If there is a force $\mathbf F(x)=ax\hat i$ and an object is moving from $x_2>0$ to $x_1>0$ in the opposite direction of force. Then work could be calculated as follows

$$\int_{x_2}^{x_1} -F(x)\cdot\text dx$$

the negative sign is because the direction between $\mathbf F(x)$ and $\text dx$ are anti-parallel

$$-\int_{x_2}^{x_1} ax\cdot\text dx$$ $$-a(\frac{x_1^2-x_2^2}{2})$$

since $x_1 < x_2$, therefore $x_1^2<x_2^2$ so $$x_1^2-x_2^2 < 0$$ and $$-a(\frac{x_1^2-x_2^2}{2})>0$$

So my calculation shows that the work done in going against the force is positive, which is absolutely wrong.

Answer 1

the negative sign is because the direction between $\mathbf F(x)$ and $\text dx$ are anti-parallel

Here is the mistake. Your issue is in putting the negative sign into your integral. If $x_2>x_1$, then the sign of $\text d x$ is already negative. You don't need to explicitly say what the sign of $\text dx$ is. The sign of the infinitesimal is encoded in the limits of integration. Therefore, the work done by the force is just $$\int_{x_2}^{x_1}F\cdot\text dx$$

Additionally I will point out a minor flaw in terminology. There is no "work done against a force". Your calculations are showing that you are just calculating the work done by your force. That is all it is. Forces do work, and the work done by a force does not depend on the presence of other forces (assuming you already know the path the object takes due to all forces acting on it). You don't need to add the complexity of saying doing "work against a force". It is confusing, because I thought you were interested in looking at the work you would have to do to move the object against this force, but this was not what you were looking at.
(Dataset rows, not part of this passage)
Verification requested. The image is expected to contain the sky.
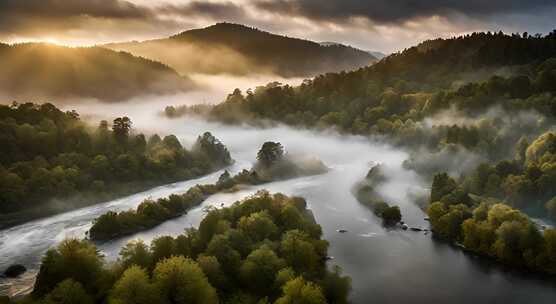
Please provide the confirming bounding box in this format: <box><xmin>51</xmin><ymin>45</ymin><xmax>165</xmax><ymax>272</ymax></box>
<box><xmin>0</xmin><ymin>0</ymin><xmax>556</xmax><ymax>53</ymax></box>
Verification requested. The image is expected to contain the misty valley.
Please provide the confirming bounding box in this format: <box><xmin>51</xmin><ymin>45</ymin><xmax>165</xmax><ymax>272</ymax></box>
<box><xmin>0</xmin><ymin>16</ymin><xmax>556</xmax><ymax>304</ymax></box>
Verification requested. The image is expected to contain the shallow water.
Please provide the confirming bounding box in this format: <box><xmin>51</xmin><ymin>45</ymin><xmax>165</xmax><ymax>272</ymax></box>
<box><xmin>0</xmin><ymin>117</ymin><xmax>556</xmax><ymax>303</ymax></box>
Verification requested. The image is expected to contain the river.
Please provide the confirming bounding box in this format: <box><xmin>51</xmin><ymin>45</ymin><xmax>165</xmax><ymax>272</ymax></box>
<box><xmin>0</xmin><ymin>116</ymin><xmax>556</xmax><ymax>304</ymax></box>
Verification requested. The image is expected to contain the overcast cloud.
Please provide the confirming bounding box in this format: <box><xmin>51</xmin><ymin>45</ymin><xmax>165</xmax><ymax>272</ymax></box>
<box><xmin>0</xmin><ymin>0</ymin><xmax>556</xmax><ymax>52</ymax></box>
It is much less confusing just to say "what is the work done by this force?"

Answer 2

You can either say work done by the force is $\int_{x2}^{x1} F(x)dx$ (as Aaron Stevens says, this is always correct regardless of the direction of motion), or equivalently you can say work done against the force is $-\int_{x2}^{x1} F(x)dx$. Since work done by the force is negative, then work done against the force is positive i.e. your answer is correct.